The simple reality is that, unions hurt low-skilled and unskilled labor. They guarantee themselves a larger piece of the pie, and everyone else a smaller piece of the pie. To believe otherwise is completely delusional.
I understand what you are trying to argue, but you refuse to look at the bigger picture.
It is certainly true that if Stillwater could have a business that sold to other cities/states/countries, and then it doubled its prices(lets leave wages out of this for a second). Then twice as much money would flow into Stillwater than before. But, what does it really mean? Lets pretend that the additional money came from Oklahoma City. That would simply mean that Stillwater ends up better off, and Oklahoma City ends up worse off. It doesn't actually mean that society in general is better off.
It would be no different than if they taxed the people in Oklahoma City and gave it to the Stillwater. Its just a transfer of wealth. It doesn't mean that any more goods and services are available to purchase. Its just a manipulation of the markets.
For instance, if I was in Tulsa or Stillwater, I would absolutely despise Oklahoma City. To a large extent, the economy of Oklahoma City is protected by all the tax money spent here. Stillwater gets a lot of tax money spent there because it is mostly a college town, heavily subsidized by the government. Tulsa on the other hand, it doesn't even have a military base like Tinker. It doesn't have any major colleges. It gets kind of screwed when it comes to tax revenues.
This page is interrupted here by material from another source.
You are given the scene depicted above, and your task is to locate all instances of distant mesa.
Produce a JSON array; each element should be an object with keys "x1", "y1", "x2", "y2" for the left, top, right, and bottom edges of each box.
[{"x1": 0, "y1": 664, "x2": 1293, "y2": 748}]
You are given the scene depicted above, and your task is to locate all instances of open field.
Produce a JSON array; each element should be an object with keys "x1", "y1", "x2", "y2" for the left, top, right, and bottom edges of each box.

I think part of the problem in many of these small cities. Is that, taxes eat away so much at their economies, that they have to constantly find ways to bring in money. I'm convinced a large proportion of the money brought into the local economies of many small towns, comes from retired people, spending their social security there. Its difficult for small cities to exist, unless they are driven by natural resources or military bases/prisons etc. Because more tax money goes out than comes back in. The government has far too much power over the economy.